L'essentiel

Publié le par la freniere

L'essentiel est très peu, vous n'imaginez pas. Moins épais que l'aile d'une libellule, que la lumière éclairant votre parole. Moins lourd qu'un murmure, la nuit, le long d'une rivière, murmure de l'eau entre les pierres. Murmure de la nuit dans la nuit. On a beau me raconter n'importe quoi, m'offrir en partage les idées les plus savantes, mon cœur ne croit qu'en une chose, invisible, impalpable, fuyante, insaisissable, qui nous laisse sans mot. Une chose dont je tairai le nom car il est trop grand, trop beau et, en cela, si naïf.

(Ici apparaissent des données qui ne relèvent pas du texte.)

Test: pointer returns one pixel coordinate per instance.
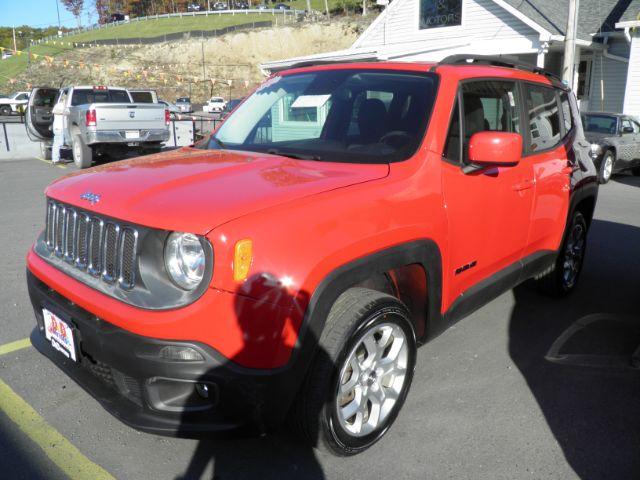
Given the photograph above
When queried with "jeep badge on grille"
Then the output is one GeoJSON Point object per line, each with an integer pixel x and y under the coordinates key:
{"type": "Point", "coordinates": [90, 197]}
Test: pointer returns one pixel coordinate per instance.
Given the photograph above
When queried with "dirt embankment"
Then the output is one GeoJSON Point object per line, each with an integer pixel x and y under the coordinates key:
{"type": "Point", "coordinates": [231, 63]}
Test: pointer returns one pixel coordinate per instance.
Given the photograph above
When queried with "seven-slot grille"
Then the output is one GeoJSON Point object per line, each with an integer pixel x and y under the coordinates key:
{"type": "Point", "coordinates": [102, 247]}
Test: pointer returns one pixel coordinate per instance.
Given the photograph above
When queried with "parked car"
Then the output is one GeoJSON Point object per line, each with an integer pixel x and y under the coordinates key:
{"type": "Point", "coordinates": [12, 104]}
{"type": "Point", "coordinates": [214, 105]}
{"type": "Point", "coordinates": [184, 104]}
{"type": "Point", "coordinates": [231, 104]}
{"type": "Point", "coordinates": [615, 143]}
{"type": "Point", "coordinates": [100, 121]}
{"type": "Point", "coordinates": [291, 263]}
{"type": "Point", "coordinates": [169, 106]}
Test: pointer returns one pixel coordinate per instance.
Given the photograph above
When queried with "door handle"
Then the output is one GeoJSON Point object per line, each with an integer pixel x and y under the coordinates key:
{"type": "Point", "coordinates": [518, 187]}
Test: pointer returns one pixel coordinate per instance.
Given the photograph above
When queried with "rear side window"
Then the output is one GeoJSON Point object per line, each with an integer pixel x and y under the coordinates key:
{"type": "Point", "coordinates": [544, 117]}
{"type": "Point", "coordinates": [567, 118]}
{"type": "Point", "coordinates": [487, 105]}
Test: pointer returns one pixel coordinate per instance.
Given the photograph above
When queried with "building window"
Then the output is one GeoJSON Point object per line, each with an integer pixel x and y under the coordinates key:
{"type": "Point", "coordinates": [440, 13]}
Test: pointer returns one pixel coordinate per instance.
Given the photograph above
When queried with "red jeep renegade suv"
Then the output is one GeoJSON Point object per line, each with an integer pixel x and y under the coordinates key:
{"type": "Point", "coordinates": [289, 265]}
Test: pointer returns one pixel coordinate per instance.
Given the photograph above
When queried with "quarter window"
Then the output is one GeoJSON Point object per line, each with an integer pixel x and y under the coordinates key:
{"type": "Point", "coordinates": [544, 117]}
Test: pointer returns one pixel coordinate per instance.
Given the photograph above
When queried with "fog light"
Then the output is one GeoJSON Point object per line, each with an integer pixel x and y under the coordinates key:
{"type": "Point", "coordinates": [178, 353]}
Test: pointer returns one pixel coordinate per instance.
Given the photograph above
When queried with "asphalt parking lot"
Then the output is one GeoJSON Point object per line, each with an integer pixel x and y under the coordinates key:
{"type": "Point", "coordinates": [526, 388]}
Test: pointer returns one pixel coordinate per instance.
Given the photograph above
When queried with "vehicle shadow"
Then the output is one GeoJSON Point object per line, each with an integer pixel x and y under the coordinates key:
{"type": "Point", "coordinates": [577, 356]}
{"type": "Point", "coordinates": [256, 452]}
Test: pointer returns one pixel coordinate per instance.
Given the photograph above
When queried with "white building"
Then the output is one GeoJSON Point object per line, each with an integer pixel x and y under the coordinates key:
{"type": "Point", "coordinates": [608, 45]}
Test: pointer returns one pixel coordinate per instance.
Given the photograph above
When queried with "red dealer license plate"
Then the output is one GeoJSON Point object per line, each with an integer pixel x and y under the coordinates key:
{"type": "Point", "coordinates": [60, 334]}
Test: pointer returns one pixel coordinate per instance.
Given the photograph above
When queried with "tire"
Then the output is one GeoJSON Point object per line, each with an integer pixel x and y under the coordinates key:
{"type": "Point", "coordinates": [331, 389]}
{"type": "Point", "coordinates": [561, 278]}
{"type": "Point", "coordinates": [45, 151]}
{"type": "Point", "coordinates": [606, 167]}
{"type": "Point", "coordinates": [82, 154]}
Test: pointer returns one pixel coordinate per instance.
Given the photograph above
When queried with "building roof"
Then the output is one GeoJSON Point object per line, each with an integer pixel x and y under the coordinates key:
{"type": "Point", "coordinates": [595, 16]}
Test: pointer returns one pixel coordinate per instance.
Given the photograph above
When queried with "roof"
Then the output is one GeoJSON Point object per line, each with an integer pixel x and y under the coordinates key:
{"type": "Point", "coordinates": [594, 16]}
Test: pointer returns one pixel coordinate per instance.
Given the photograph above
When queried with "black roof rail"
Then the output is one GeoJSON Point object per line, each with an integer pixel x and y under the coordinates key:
{"type": "Point", "coordinates": [502, 61]}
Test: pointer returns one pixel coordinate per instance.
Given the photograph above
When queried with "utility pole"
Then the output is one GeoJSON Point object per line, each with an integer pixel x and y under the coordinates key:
{"type": "Point", "coordinates": [570, 43]}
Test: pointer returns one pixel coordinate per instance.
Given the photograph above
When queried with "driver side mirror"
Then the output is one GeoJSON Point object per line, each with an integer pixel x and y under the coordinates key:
{"type": "Point", "coordinates": [495, 149]}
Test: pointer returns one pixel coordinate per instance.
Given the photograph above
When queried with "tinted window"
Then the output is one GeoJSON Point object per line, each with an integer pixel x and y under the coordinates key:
{"type": "Point", "coordinates": [83, 96]}
{"type": "Point", "coordinates": [600, 123]}
{"type": "Point", "coordinates": [544, 117]}
{"type": "Point", "coordinates": [489, 105]}
{"type": "Point", "coordinates": [350, 115]}
{"type": "Point", "coordinates": [566, 112]}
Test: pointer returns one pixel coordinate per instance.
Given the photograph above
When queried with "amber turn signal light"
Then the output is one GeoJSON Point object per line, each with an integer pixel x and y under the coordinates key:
{"type": "Point", "coordinates": [243, 255]}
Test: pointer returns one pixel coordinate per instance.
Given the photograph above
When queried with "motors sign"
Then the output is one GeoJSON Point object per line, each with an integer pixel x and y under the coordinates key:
{"type": "Point", "coordinates": [440, 13]}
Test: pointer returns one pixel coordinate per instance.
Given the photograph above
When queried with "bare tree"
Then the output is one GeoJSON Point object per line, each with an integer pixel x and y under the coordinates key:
{"type": "Point", "coordinates": [75, 7]}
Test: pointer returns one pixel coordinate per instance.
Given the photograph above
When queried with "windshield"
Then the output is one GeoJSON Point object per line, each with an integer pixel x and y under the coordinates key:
{"type": "Point", "coordinates": [600, 124]}
{"type": "Point", "coordinates": [362, 116]}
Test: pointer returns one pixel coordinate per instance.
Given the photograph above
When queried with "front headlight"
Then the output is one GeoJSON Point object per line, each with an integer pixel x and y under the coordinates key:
{"type": "Point", "coordinates": [184, 259]}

Je tairai ce nom infini qui hurle à la folie dans mon sang. Il ressemble à ces êtres que l'on croise dans les vastes parcs des hôpitaux, assis ou déambulant, chantonnant ou silencieux comme des momies. Ils n'ont tracé aucune route pour leur vie. Ils recherchent un chemin à tâtons, dans les ténèbres. En cela, je leur ressemble. Je remonte à grand peine du fond d'un puits et seul me guide ce rond de lumière au-dessus de mon crâne, cette trappe d'azur, ce bleu grâce auquel j'espère et j'échappe.